As the brain is under attack, the immune system rapidly responds, attempting to destroy the amoeba. The brain swells, causing meningitis and fever. However, this does not stop the amoeba from multiplying rapidly, eating more and more of the brain, eventually causing coma and death. This condition is known as Naegleriasis.

There is no known cure for the brain eating amoeba, and almost all cases are fatal. Those who survived the disease have to live with severe brain damage.

The only way to avoid getting this parasite into your brain is to wear a nose-cap when swimming.

Bonus: Paralysis tick (Australia only)

The paralysis tick, or Ixodes holocyclus, is a bloodsucking tick exclusive to Australia. These critters look for a host to feed on to successfully mature into an adult. Each time it feed, it molts, up to two times. Female ticks need to feed for three times, the last time to get enough nutrients to lay her eggs.

When the tick have found a suitable prey, they spend a couple of hours moving around their prey’s body, searching for the best spot to drink blood in. After finding one and settling down, usually at the back of the victim’s head where they cannot be detected, the tick injects toxin into the victim’s skin and drink their blood.

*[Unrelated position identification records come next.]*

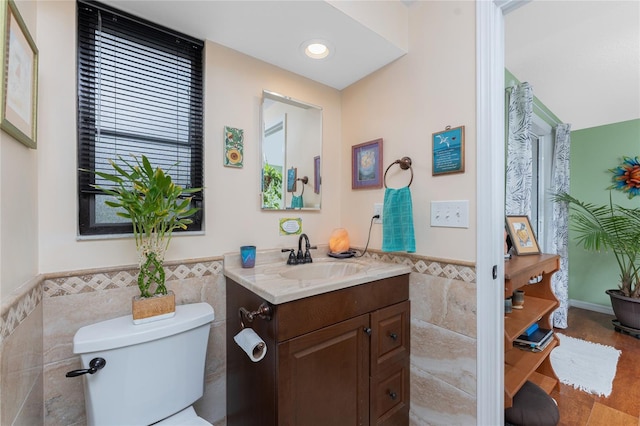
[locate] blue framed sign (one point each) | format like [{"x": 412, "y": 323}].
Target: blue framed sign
[{"x": 448, "y": 151}]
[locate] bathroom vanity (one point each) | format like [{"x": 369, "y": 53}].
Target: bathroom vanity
[{"x": 337, "y": 347}]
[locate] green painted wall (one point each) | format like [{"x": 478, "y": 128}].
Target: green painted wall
[{"x": 593, "y": 152}]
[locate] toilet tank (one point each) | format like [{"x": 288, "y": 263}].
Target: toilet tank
[{"x": 152, "y": 370}]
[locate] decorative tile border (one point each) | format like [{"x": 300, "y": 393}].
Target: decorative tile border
[
  {"x": 100, "y": 280},
  {"x": 16, "y": 312},
  {"x": 427, "y": 266},
  {"x": 97, "y": 280}
]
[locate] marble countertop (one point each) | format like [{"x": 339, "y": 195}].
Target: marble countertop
[{"x": 277, "y": 282}]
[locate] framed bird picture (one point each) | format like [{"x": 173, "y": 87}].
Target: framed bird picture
[{"x": 448, "y": 151}]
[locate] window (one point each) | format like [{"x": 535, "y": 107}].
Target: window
[
  {"x": 541, "y": 204},
  {"x": 139, "y": 92}
]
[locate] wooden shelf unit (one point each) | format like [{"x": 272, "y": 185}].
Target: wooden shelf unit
[{"x": 532, "y": 273}]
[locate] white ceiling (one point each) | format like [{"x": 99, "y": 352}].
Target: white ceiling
[
  {"x": 273, "y": 31},
  {"x": 581, "y": 57}
]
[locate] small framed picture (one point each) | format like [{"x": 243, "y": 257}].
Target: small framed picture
[
  {"x": 233, "y": 147},
  {"x": 521, "y": 234},
  {"x": 448, "y": 151},
  {"x": 366, "y": 165},
  {"x": 19, "y": 78}
]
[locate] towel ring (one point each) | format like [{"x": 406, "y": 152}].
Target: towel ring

The toxin affects the victim’s nervous system, causing a numb or tingling sensation. It usually start at the legs, causing the victim to walk in a drunken manner. If the tick is allowed to continue releasing its poison, the paralysis can spread to the victims’ arms. If the toxin reach the lungs of the victim, it can cause death from inability to breathe.

Once the tick is removed from the victim’s body, the paralysis goes away. But removal is a delicate operation, as the stinger of the tick could become stuck in the victim’s body and continue to release poison. When attempting to remove this tick, it is best to seek professional help.